Philotheca sporadica, commonly known as Kogan waxflower, is a species of flowering plant in the family Rutaceae and is endemic to south-eastern Queensland. It is a shrub with small, narrow oval leaves with the narrower end toward the base and white flowers with a pink midrib, usually arranged singly on the ends of branchlets.

==Description==
Philotheca sporadica is a shrub that grows to a height of about 1 m and has sparsely glandular-warty branchlets. The leaves are more or less sessile, narrow oval with the narrower end towards the base and 2–3 mm long. The flowers are usually arranged singly on the ends of branchlets on a pedicel 0.5–1 mm long. There are five broadly triangular sepals and five elliptic white petals about 6 mm long with a pink midrib. The ten stamens are free from each other and hairy. Flowering occurs from August to November.

==Taxonomy and naming==
This philotheca was first formally described in 1942 by Michael J. Bayly who gave it the name Eriostemon sporadicus and published the description in the journal Australian Systematic Botany. In 1998, Paul Wilson changed the name to Philotheca sporadica in the journal Nuytsia.

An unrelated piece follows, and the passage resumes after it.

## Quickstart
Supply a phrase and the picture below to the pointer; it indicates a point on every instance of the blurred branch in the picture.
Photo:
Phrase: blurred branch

==Distribution and habitat==
Philotheca sporadica grows in woodland and shrubland on shallow soil from near Kogan to Tara in the Darling Downs region of Queensland.

==Conservation status==
Philotheca sporadica is classified as "vulnerable" under the Australian Government Environment Protection and Biodiversity Conservation Act 1999 and as of "least concern" under the Queensland Government Nature Conservation Act 1992, but consideration is being given to delisting the species from the EPBC Act.